Application 18/394,632 is a continuation of application No. 17/587,424, filed on Jan. 28, 2022, granted, now 11,854,533.
Application 17/587,424 is a continuation of application No. 17/251,163, granted, now 11,238,847, issued on Feb. 1, 2022, previously published as PCT/US2019/064501, filed on Dec. 4, 2019.
Prior Publication US 2024/0203400 A1, Jun. 20, 2024
Int. Cl.

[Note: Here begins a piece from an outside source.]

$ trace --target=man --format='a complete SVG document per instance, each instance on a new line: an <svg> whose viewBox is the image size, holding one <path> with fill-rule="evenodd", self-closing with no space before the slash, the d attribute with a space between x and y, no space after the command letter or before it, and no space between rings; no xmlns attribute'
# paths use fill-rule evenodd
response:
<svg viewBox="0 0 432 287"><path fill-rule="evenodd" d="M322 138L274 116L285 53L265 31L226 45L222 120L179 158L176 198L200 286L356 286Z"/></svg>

G10L 15/16 (2006.01); G10L 15/06 (2013.01); G10L 15/07 (2013.01); G10L 15/20 (2006.01); G10L 17/04 (2013.01); G10L 17/20 (2013.01); G10L 21/0208 (2013.01); G10L 15/08 (2006.01)
CPC G10L 15/063 (2013.01) [G10L 15/07 (2013.01); G10L 15/20 (2013.01); G10L 17/04 (2013.01); G10L 17/20 (2013.01); G10L 21/0208 (2013.01); G10L 2015/088 (2013.01)] 18 Claims
OG exemplary drawing
 
1. A method implemented by one or more processors, the method comprising:
receiving an instance of audio data that captures one or more spoken utterances of a user of a client device, wherein the instance of audio data is captured using one or more microphones of the client device;
determining a speaker embedding corresponding to a target user of the client device, the speaker embedding being generated based on prior audio data from the target user, wherein the target user is a primary user of the client device;
processing the instance of audio data along with the speaker embedding using a speaker dependent (SD) voice activity detection (VAD) model to generate output indicating whether the audio data comprises voice activity that is of the target user of the client device,
wherein the SD VAD model is personalizable to the target user of the client device based on processing of the speaker embedding generated based on the prior audio data from the target user,
wherein the SD VAD model is also personalizable to at least one additional user who is not the target user based on an additional prior speaker embedding corresponding to the at least one additional user who is not the target user,
wherein the SD VAD model is trained based on a trained speaker independent (SI) VAD model prior to receiving the instance of audio data, and
wherein training the SD VAD model based on the trained SI VAD model prior to receiving the instance of audio data comprises:
identifying a training instance of training audio data that captures one or more training spoken utterances of a target training user;
determining a training speaker embedding for the target training user, the training speaker embedding being generated based on audio data from the target training user;
generating a noisy instance of training audio data by combining the training instance of training audio data with one or more additional sounds that are not from the target training user;
processing the training instance of training audio data using the SI VAD model to generate training SI VAD output;
processing the noisy instance of the training audio data, along with the training speaker embedding for the target training user, using the SD speech model to generate training SD VAD output;
generating a training loss based on the training SI output and the training SD output; and
updating one or more portions of the SD model based on the generated training loss;
performing one or more actions based on the output, wherein performing the one or more actions based on the output comprises:
determining, based on the output whether the audio data comprises voice activity that is of the target user; and
in response to determining the audio data does not comprise voice activity that is of the target user, rendering output indicating the audio data does not comprise voice activity that is of the target user via one or more user interface output devices of the client device.